Valid alternatives for single-member businesses include ShareBuilder 401k, Rocket Dollar, Human Interest, Vanguard, and Fidelity.
1. Traditional IRA
A traditional IRA is an account where you deduct your contributions that then grow tax-deferred. You can’t pull money out of the account until at least age 59 1/2, or you will have to pay a 10% IRS penalty. Any funds that come out of the account are also added to your income for the year of the distribution. In this respect, they are the same as a solo 401(k).

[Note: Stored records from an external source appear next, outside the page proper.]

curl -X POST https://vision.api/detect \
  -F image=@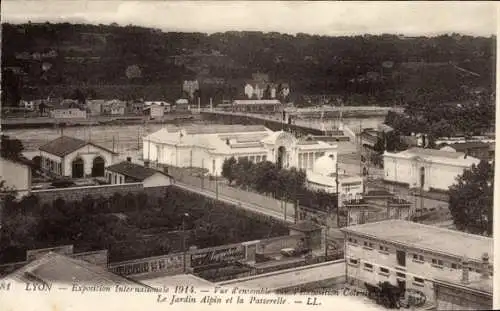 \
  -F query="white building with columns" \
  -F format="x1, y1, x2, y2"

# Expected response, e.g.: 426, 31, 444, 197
143, 125, 337, 176
306, 152, 364, 202
384, 148, 480, 191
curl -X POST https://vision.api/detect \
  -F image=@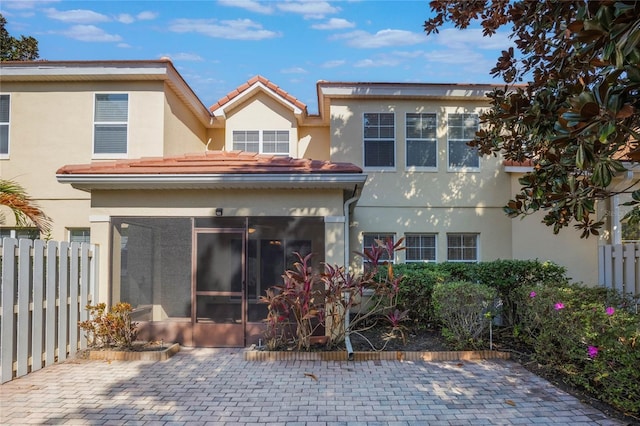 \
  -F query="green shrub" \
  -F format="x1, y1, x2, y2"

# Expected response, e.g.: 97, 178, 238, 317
394, 263, 449, 328
516, 285, 640, 416
471, 260, 568, 327
433, 281, 496, 349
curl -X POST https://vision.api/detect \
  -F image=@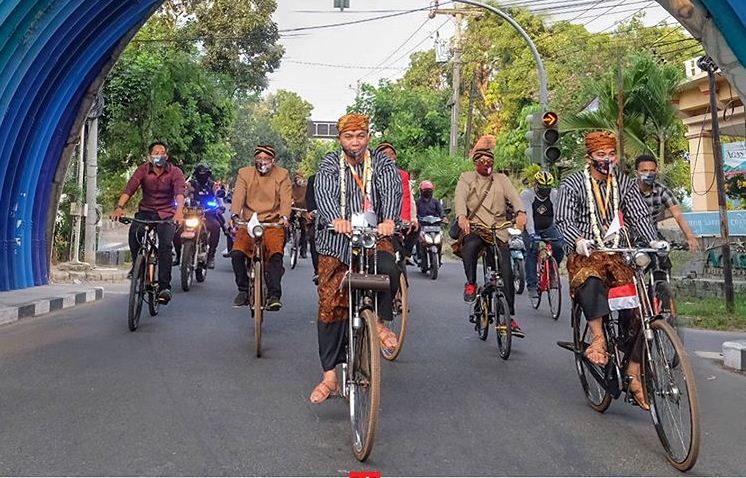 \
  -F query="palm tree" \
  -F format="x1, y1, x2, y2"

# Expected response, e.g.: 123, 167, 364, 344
562, 55, 681, 162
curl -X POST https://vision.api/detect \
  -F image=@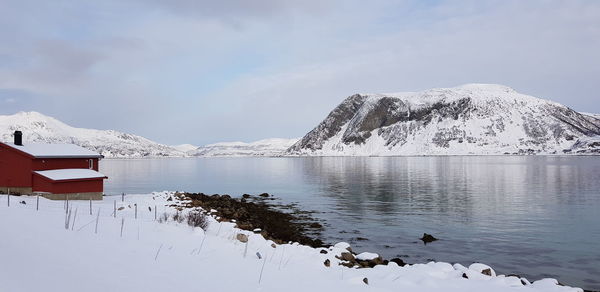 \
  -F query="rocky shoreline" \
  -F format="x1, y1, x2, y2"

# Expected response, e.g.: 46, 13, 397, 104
171, 193, 600, 292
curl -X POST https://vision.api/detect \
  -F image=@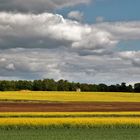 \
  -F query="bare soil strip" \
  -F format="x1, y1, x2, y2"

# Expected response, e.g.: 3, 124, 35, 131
0, 102, 140, 112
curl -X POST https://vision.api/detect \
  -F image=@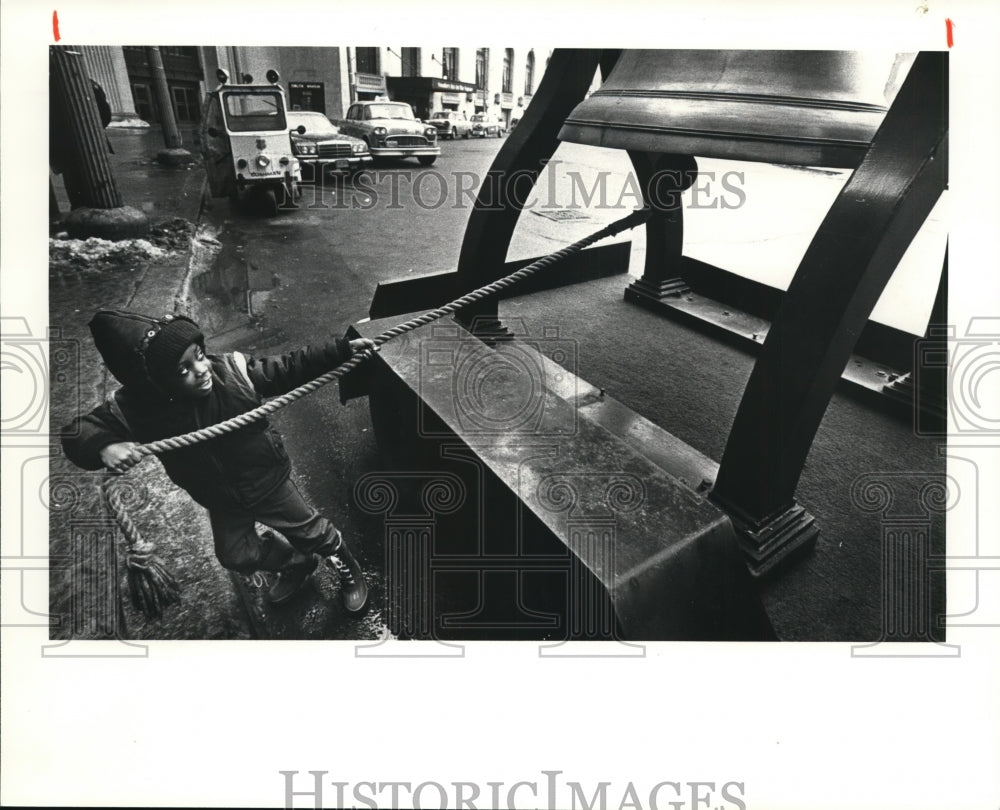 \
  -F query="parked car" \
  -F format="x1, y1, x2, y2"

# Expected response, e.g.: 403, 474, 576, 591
337, 101, 441, 166
288, 111, 372, 183
472, 113, 503, 138
427, 110, 475, 140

Where they differ is in how much you can contribute. Someone who doesn’t have an employer-sponsored plan, such as a 401(k), is allowed to contribute $6,000 in 2020—$7,000 if you are age 50 or older. Think of an IRA like a box where you can have many investment options such as a savings account, certificate of deposit (CD), mutual fund, stock, bond, gold, or real estate. Your investment options are usually dictated by where you open the custodial account.
2. SEP-IRA
The SEP-IRA is an employer-sponsored plan where a business owner’s company makes tax-deductible contributions on behalf of any eligible employee. Just like a traditional IRA and a solo 401(k), those with a SEP-IRA must keep funds in the account until age 59 1/2 or older or face the 10% early withdrawal penalty. Money taken out of the account is treated as income in the year it was distributed. Also like the 401(k), the maximum contribution for 2020 is $57,000.
Where it can get expensive to have a SEP-IRA vs a solo 401(k) is the cost of contributions. For an employer to qualify for a SEP-IRA, they must fund contributions for all employee accounts that are proportional to contributions in their own accounts based on individual compensation. Employees do not contribute to SEPs.
If a business owner thinks they may eventually grow beyond five to eight employees, a SEP can quickly become expensive.
Bottom Line
A solo 401(k) is a great opportunity for sole proprietors to save large amounts of money in a tax-deferred account. Those seeking to open a solo 401(k) should first consider the types of investments they want to purchase in the account and what the fees are with various providers.